CINE INTERNACIONAL: BALANCE 2005

Finaliza hoy un año de película

En este sentido, quizás el primer lugar lo pueda ocupar el largometraje Primavera, verano, otoño, invierno y otra vez primavera del cineasta coreano Kim Ki Duk. Sin lugar a dudas una obra mayor, tanto en su refinadísima estética como en el planteo de una historia cargada de valores, que elevó el nivel de sugerencia y reflexión a uno de los picos más altos de la temporada. Los mismos calificativos pueden adjudicársele a 2046: Los secretos del amor de Wong Kar Wai otra propuesta cinematográfica memorable que retomó los lineamientos estilísticos del filme Con ánimo de amar, del mismo director, para consolidar otra obra de arte superior. Otro punto que llamó a la admiración estuvo dado por la entrañable película Cartas de París de Julie Bertuccelli, conmovedora historia sobre mentiras piadosas que caló hondo en la platea.

El regreso, opera prima del impronunciable cineasta ruso Andrey Zvyaginstsev también brilló por mérito propio al contar una historia áspera sobre padre que retorna a su hogar luego de doce años de ausencia intentando recuperar el tiempo perdido con sus hijos adolescentes mostrando que, a veces, la necesidad de comunicar amor se convierte en una situación conflictiva.

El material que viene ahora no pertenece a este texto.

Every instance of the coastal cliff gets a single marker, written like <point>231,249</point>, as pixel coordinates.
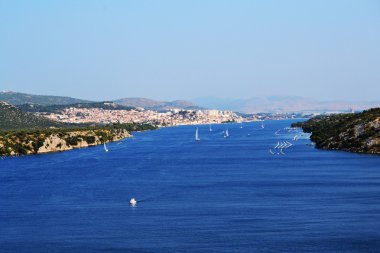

Obviamente que, en esta apretada reseña no podía faltar el toque mágico de Ingmar Bergman con Saraband último filme del maestro sueco que nos devolvió lo mejor de su obra a través de esta realización austera, conmovedora y excepcional. A su vez, de Turquía llegó Contra la pared, un removedor filme de Fatih Akin que plasmó una impactante historia de amor mientras se daba el lujo de tirar sus dardos sobre prejuicios y rigideces de una sociedad patriarcal. Cabe subrayar una mención de honor para el filme rudso Caminos a Koktebel de la dupla Boris Khlebnikov y Alexei Popogrebsky, otra compleja relación de padre e hijo maravillosamente narrada. Por último, el veterano Clint Eastwood retomó lo mejor del cine clásico estadounidense para ofrecernos Million Dólar Baby, un auténtico ejemplo de lo que debería ser el cine de Hollywood en su mejor expresión formal y conceptual. Verdaderamente formidable.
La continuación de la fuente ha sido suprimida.